BERT
Devlin J, Chang MW, Lee K, Toutanova K. Bert: Pre-training of deep bidirectional transformers for language understanding. arXiv preprint arXiv:1810.04805. 2018 Oct 11.
Summary
BERT combines the best ideas ELMo and Attention Is All You Need to create a large pre-trained language model which fine-tunes well to downstream tasks.
Model | Parameters | Pretraining steps | Tokens per batch | Normalized computation cost (Parameters x steps x tokens per batch) |
---|---|---|---|---|
BERT Base | $110 \times 10^6$ | $1 \times 10^6$ | 128,000 | $1.408 \times 10^{19}$ |
BERT Large | $340 \times 10^6$ | $1 \times 10^6$ | 128,000 | $4.352 \times 10^{19}$ |
Architecture Details
Tokenization
WordPiece, closed-source (Wu et al 2016).
Embeddings for multi-segment tasks
Separate Embeddings for different Segment Types.
Positional Encoding
Learnable Absolute Positional Embeddings.
Attention Mechanism
Multi-head scaled dot-product attention.
Training Details
Pre-training Data
BooksCorpus and English Wikipedia.
Pre-training Method
Masked Language Modelling
- Choose 15% of tokens to mask.
- Of these tokens, replace 80% with special token [MASK], 10% with a random token from vocabulary, and 10% with the same token.
- Train model to predict those tokens based on sentence presented to them via cross-entropy loss.
Next Sentence Prediction
- Feed model two sentences
- 50% of the time, choose the second sentence to be a sentence following from the first sentence in the original corpus.
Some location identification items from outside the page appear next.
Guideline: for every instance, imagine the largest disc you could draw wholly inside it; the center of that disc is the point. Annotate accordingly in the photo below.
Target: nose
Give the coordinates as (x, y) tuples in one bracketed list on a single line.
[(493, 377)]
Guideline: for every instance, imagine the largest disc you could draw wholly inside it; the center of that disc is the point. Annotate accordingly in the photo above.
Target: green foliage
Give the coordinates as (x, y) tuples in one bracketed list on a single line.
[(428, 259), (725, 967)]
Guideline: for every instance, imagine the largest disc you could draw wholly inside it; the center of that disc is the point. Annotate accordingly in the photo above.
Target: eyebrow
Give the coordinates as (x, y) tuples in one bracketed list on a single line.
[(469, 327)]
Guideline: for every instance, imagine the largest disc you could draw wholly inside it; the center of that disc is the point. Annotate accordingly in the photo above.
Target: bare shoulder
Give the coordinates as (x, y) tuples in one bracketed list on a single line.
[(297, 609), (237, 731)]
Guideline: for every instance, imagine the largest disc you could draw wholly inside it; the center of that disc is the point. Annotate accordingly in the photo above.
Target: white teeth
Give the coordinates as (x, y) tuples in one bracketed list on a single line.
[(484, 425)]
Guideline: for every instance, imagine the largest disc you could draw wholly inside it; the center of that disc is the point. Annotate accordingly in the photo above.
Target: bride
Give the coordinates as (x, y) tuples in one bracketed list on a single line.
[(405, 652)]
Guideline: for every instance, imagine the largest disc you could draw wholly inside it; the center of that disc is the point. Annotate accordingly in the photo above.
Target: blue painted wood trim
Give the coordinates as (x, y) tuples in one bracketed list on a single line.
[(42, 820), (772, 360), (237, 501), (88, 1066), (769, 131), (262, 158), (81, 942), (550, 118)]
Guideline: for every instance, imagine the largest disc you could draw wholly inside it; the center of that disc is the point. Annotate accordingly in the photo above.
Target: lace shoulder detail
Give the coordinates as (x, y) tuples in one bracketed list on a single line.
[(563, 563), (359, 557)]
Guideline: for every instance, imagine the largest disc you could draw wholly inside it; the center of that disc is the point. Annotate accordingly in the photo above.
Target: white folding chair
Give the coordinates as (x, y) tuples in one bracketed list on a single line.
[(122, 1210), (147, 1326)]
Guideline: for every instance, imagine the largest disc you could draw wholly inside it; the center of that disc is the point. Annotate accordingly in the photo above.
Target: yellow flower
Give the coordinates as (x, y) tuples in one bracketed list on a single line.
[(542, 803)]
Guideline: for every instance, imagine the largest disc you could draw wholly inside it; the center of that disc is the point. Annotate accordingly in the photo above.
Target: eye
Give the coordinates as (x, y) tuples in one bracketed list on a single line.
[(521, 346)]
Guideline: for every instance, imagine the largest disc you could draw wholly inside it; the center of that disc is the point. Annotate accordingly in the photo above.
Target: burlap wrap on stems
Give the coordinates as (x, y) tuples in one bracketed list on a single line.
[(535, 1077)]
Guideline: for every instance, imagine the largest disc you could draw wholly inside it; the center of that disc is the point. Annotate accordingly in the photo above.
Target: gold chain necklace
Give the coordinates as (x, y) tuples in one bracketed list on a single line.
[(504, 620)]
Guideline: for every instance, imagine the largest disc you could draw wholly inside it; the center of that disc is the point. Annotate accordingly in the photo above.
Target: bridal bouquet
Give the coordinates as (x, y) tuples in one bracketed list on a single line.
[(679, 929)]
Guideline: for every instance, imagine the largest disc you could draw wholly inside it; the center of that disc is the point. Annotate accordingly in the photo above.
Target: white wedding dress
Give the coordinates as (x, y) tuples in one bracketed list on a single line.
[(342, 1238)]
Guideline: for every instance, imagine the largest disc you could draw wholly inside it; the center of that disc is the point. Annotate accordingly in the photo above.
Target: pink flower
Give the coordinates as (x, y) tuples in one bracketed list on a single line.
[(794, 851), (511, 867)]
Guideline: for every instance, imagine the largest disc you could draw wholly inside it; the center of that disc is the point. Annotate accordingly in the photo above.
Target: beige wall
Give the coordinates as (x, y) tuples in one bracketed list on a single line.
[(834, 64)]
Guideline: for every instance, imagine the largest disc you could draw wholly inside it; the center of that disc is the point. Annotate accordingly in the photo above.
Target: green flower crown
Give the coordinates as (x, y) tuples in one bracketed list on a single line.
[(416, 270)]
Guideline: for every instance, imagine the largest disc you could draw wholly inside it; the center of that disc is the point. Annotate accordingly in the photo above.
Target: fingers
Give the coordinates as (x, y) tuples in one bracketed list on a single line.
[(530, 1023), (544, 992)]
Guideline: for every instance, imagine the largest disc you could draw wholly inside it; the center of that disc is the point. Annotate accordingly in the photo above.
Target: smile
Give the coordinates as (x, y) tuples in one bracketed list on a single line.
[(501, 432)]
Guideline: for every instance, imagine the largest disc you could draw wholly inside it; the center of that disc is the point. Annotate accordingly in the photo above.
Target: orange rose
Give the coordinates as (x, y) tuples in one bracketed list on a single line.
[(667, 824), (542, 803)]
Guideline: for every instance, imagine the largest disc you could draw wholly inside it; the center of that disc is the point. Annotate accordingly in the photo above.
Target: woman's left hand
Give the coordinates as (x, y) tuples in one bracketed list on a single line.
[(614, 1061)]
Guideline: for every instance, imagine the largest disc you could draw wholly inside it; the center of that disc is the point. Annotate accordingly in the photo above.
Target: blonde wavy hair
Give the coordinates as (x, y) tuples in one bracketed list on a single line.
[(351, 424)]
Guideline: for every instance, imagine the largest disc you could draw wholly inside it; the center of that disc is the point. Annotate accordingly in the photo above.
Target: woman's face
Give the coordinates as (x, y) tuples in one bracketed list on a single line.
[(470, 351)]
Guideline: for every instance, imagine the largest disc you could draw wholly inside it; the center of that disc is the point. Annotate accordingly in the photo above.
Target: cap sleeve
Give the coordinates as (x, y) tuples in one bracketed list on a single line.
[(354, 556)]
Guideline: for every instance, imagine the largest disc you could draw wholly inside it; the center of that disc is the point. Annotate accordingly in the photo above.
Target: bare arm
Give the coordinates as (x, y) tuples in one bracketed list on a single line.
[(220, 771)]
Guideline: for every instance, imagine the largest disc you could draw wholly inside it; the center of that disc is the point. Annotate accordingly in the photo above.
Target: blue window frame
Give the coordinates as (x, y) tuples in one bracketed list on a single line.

The other 50%, choose a random sentence.
- Label these as ‘ISNEXT’ or ‘NOTNEXT’.
- Train model to predict these labels based on the input sentences.
Finetuning Data
GLUE, SQuAD v1.1, SQuAD v2.0, SWAG
Finetuning Method
Hyperparameters
Model |
Results
GLUE
Model | MNLI-(m/mm) | QQP | QNLI | SST-2 | CoLA | STS-B | MRPC | RTE | GLUE Average |
---|---|---|---|---|---|---|---|---|---|
BERT-base | 84.6/83.4 | 71.2 | 90.5 | 93.5 | 52.1 | 85.8 | 88.9 | 66.4 | 79.6 |
BERT-large | 86.7/85.9 | 72.1 | 92.7 | 94.9 | 60.5 | 86.5 | 89.3 | 70.1 | 82.1 |
SQuAD 1.1
The BERT paper presents models which are single, ensemble, and fine-tuned on extra data (TriviaQA).
EM stands for exact match.
Model | Dev EM | Dev F1 | Test EM | Test F1 |
---|---|---|---|---|
BERT-base (Single) | 80.8 | 88.5 | - | - |
BERT-large (Single) | 84.1 | 90.9 | - | - |
BERT-large (Ensemble) | 85.8 | 91.8 | - | - |
BERT-large (Single + TriviaQA) | 84.2 | 91.1 | 85.1 | 91.8 |
BERT-large (Ensemble + TriviaQA) | 86.2 | 92.2 | 87.4 | 93.2 |
SQuAD 2.0
Model | Dev EM | Dev F1 | Test EM | Test F1 |
---|---|---|---|---|
BERT-large | 78.7 | 81.9 | 80.0 | 83.1 |
SWAG
Model | Dev | Test |
---|---|---|
BERT-base | 81.6 | - |
BERT-large | 86.6 | 86.3 |
Ablation Tests
BERT carries out a few ablation tests to test some hypotheses.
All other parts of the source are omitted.